You always have time for a problem-statement conversation and a cash-flow check. Those take 15 minutes. If you don't have 15 minutes, you don't have time to make a good capital decision. Urgent requests are exactly when you need the checklist most,they're when emotion and time pressure lead to bad choices. At minimum: confirm the problem is real, confirm you have the cash, get one reference, and get it in writing.
How do I handle a capex request from someone who gets defensive about the checklist?
Frame it as dealership policy, not personal doubt. "This is the process we use for every capex request over $10,000. It's not because I don't trust you; it's because I need to document my decisions and make sure we're being disciplined." People respect structure. If someone gets angry that you won't approve a $40,000 spend without a clear ROI calculation, that's actually useful information about their thinking.
Can I approve capex requests that score low on ROI if they're strategic or necessary?
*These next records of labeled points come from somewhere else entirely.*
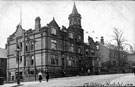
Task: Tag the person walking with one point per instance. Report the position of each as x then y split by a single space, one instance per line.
63 73
40 76
88 71
47 75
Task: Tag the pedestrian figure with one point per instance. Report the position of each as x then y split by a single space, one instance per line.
63 73
88 71
40 76
47 75
134 70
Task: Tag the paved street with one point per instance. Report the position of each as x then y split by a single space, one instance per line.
81 80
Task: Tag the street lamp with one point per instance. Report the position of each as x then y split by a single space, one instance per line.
18 55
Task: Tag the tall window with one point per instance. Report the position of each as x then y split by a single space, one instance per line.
19 45
79 49
32 45
92 53
53 30
54 59
71 35
69 62
87 52
79 37
26 47
20 59
32 60
53 44
71 48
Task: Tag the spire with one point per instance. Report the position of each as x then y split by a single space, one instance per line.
74 11
20 23
53 23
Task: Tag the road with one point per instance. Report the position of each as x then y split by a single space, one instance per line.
81 81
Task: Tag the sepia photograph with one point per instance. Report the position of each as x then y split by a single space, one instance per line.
67 43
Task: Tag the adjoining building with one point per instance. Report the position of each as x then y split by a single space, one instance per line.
112 60
3 63
50 48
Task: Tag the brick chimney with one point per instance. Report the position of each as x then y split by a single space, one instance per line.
102 40
37 23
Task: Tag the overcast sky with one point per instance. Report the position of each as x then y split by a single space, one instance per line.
98 16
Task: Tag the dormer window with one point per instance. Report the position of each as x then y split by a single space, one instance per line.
71 35
53 30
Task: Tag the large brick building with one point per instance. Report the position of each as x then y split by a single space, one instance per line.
50 47
3 63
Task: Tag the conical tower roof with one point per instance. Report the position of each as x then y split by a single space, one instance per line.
54 23
74 11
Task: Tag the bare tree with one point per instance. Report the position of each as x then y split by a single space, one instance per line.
118 37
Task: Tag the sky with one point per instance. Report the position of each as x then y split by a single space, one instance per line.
99 18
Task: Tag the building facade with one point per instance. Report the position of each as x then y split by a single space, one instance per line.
49 48
3 63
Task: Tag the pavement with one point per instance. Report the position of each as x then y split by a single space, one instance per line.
106 80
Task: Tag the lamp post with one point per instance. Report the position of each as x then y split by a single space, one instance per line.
18 55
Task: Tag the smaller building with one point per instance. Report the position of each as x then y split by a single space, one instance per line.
3 63
131 59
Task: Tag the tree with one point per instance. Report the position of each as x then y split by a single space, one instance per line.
118 37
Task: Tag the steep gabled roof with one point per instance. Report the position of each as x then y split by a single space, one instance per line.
53 23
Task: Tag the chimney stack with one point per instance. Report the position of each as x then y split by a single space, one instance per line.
102 40
37 23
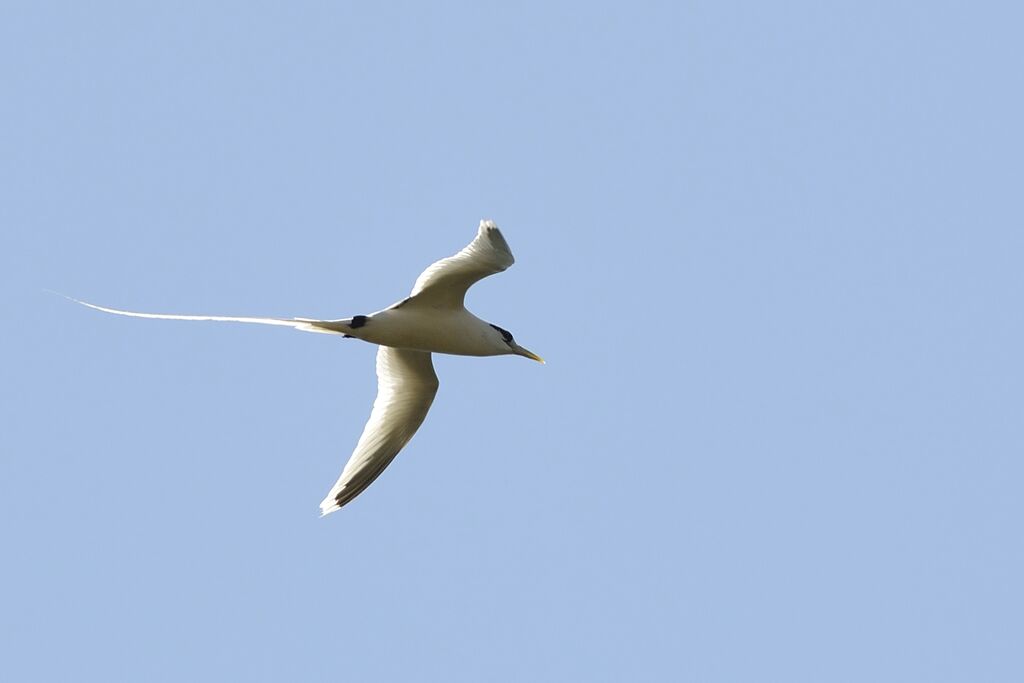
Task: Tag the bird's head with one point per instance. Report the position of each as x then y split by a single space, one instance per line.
504 341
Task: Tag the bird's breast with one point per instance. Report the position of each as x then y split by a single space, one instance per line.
437 331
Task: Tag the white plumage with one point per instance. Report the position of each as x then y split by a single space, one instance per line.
432 319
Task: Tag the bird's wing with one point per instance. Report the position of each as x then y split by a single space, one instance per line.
304 324
406 387
444 283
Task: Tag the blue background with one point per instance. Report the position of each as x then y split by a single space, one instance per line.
771 251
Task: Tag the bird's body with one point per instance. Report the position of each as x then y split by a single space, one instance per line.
420 327
432 319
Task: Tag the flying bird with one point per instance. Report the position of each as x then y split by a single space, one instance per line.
432 319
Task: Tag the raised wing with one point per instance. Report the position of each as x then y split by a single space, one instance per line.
304 324
406 388
444 283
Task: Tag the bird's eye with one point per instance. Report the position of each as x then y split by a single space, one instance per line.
506 335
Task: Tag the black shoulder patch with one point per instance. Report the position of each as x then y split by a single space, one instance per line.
506 335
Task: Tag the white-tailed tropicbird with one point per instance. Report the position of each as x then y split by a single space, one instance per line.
432 319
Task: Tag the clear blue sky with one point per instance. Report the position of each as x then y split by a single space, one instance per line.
771 251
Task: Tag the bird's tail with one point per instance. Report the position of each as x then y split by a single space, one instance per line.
338 327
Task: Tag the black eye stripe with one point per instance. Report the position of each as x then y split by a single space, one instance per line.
506 335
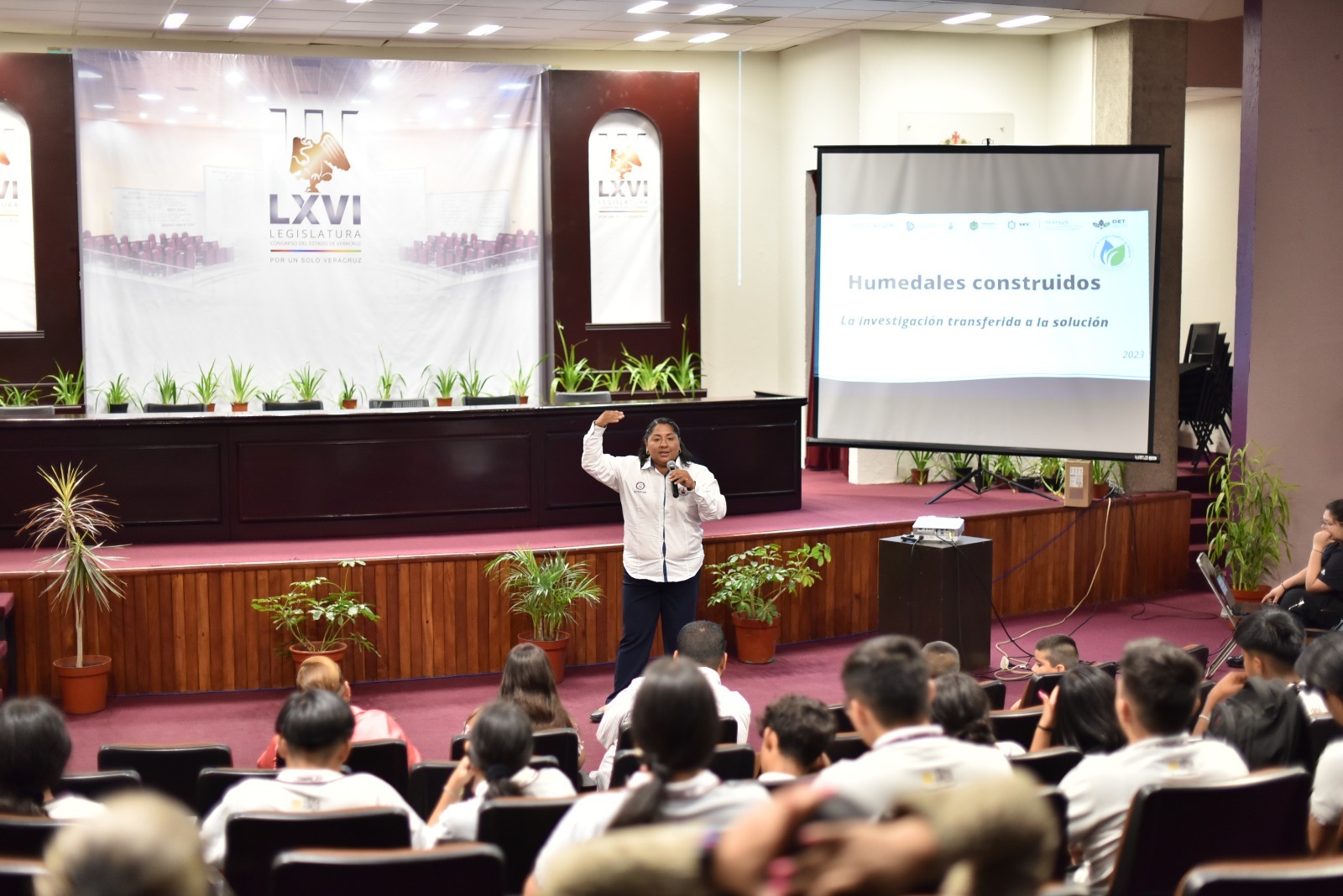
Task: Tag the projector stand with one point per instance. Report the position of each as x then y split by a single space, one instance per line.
974 477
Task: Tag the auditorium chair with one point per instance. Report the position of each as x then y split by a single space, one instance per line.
212 785
1174 826
520 826
1271 878
255 839
171 768
1048 766
460 868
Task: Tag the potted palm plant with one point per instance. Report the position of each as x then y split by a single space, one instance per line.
752 582
317 617
77 521
1248 519
544 591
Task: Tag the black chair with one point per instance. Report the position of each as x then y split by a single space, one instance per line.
253 840
1016 725
1279 878
460 868
171 768
520 826
212 784
1172 828
384 759
98 785
1048 766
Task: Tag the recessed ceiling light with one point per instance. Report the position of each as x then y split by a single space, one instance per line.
1024 20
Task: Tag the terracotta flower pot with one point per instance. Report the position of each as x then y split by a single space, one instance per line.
756 640
84 690
555 652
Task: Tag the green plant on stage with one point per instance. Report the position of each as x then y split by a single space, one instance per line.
1248 521
76 521
319 615
752 582
544 591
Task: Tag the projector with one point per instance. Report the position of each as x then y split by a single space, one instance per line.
948 529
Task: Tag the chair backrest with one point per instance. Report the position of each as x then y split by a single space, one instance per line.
212 784
520 826
384 759
171 768
460 868
1174 826
1275 878
253 840
1048 766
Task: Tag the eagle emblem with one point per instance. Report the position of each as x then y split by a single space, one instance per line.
315 163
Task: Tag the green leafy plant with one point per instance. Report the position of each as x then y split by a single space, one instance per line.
76 521
319 615
751 582
306 383
1248 521
544 591
67 387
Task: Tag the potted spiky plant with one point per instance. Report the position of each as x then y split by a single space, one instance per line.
76 521
544 591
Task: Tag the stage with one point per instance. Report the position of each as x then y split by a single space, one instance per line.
187 624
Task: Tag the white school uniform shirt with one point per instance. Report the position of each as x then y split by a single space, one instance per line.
664 537
1101 789
306 790
907 761
461 820
703 799
622 705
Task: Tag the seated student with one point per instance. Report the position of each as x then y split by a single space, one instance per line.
1322 667
1080 714
1262 710
704 644
794 735
1157 696
34 750
962 708
315 734
943 659
676 725
886 681
496 765
369 725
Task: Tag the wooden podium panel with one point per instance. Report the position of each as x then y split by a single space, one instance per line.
935 591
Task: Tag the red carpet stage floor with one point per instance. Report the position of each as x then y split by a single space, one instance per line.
433 710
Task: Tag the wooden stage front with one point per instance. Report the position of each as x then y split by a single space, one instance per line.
186 624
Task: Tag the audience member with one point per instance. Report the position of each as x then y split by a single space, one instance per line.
1262 710
962 708
144 846
34 750
794 735
315 734
676 725
704 644
1080 714
888 691
943 659
1322 667
496 765
1157 696
369 725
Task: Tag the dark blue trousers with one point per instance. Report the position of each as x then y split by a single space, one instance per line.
642 602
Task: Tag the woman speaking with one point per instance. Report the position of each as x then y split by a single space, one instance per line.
665 497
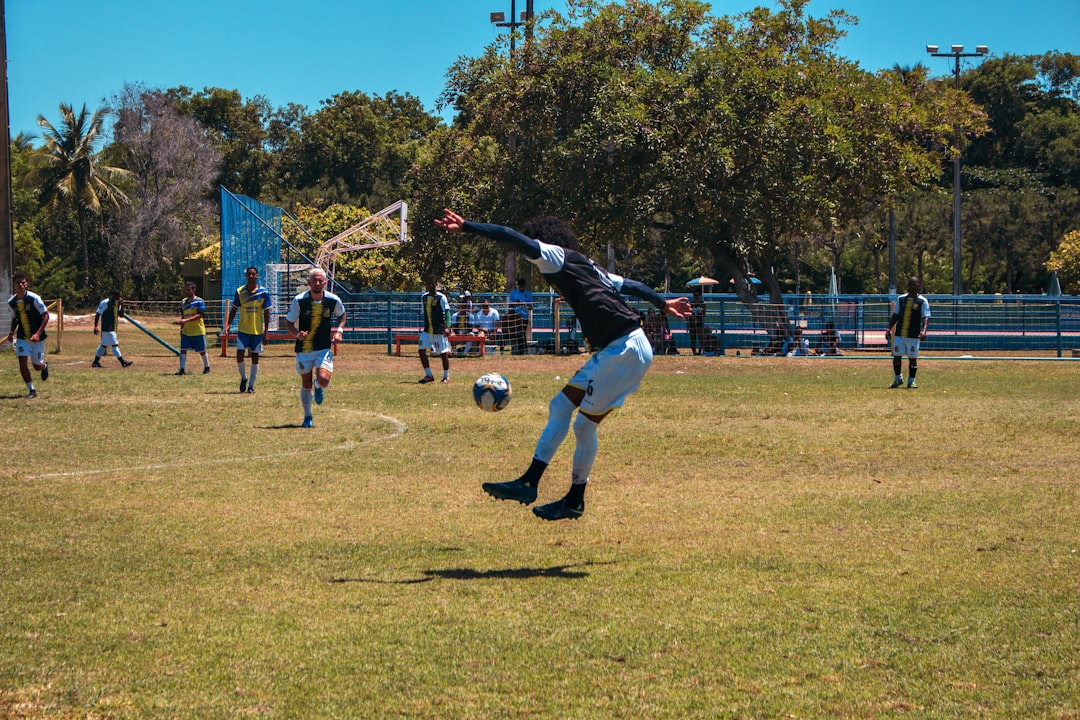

Yes, but document why. Example: a new compliance software system might have a three-year payback, but you're buying it because franchise regulations require it. Write that reasoning on the approval form. The checklist isn't meant to block necessary spending; it's meant to make sure you know what you're approving and why. This kind of workflow,where you're making strategic trade-offs with full information,is exactly what a robust checklist enables.
How often should I revisit my capex approval thresholds?
At least annually. If your dealership has grown 30% in the last two years, your $75,000 threshold might now need to be $100,000. If you've had two bad years, you might lower thresholds to be more conservative. Revisit thresholds when ownership or strategy changes, or when your cash position shifts materially.
What's the difference between a capex request and an operating expense?
Generally: if the asset has a useful life of more than one year and costs above your materiality threshold (usually $2,500–$5,000), it's capex and goes on the balance sheet. Software licenses under one year, consumables, and routine maintenance are operating expenses. Your accountant will clarify the line, but this is why you need your CFO involved in the approval process,they need to code it correctly.
The checklist doesn't slow you down,it speeds up good decisions and kills bad ones before they cost you money. Use it every time, no exceptions, and you'll look back in three years and realize how much stronger your balance sheet is.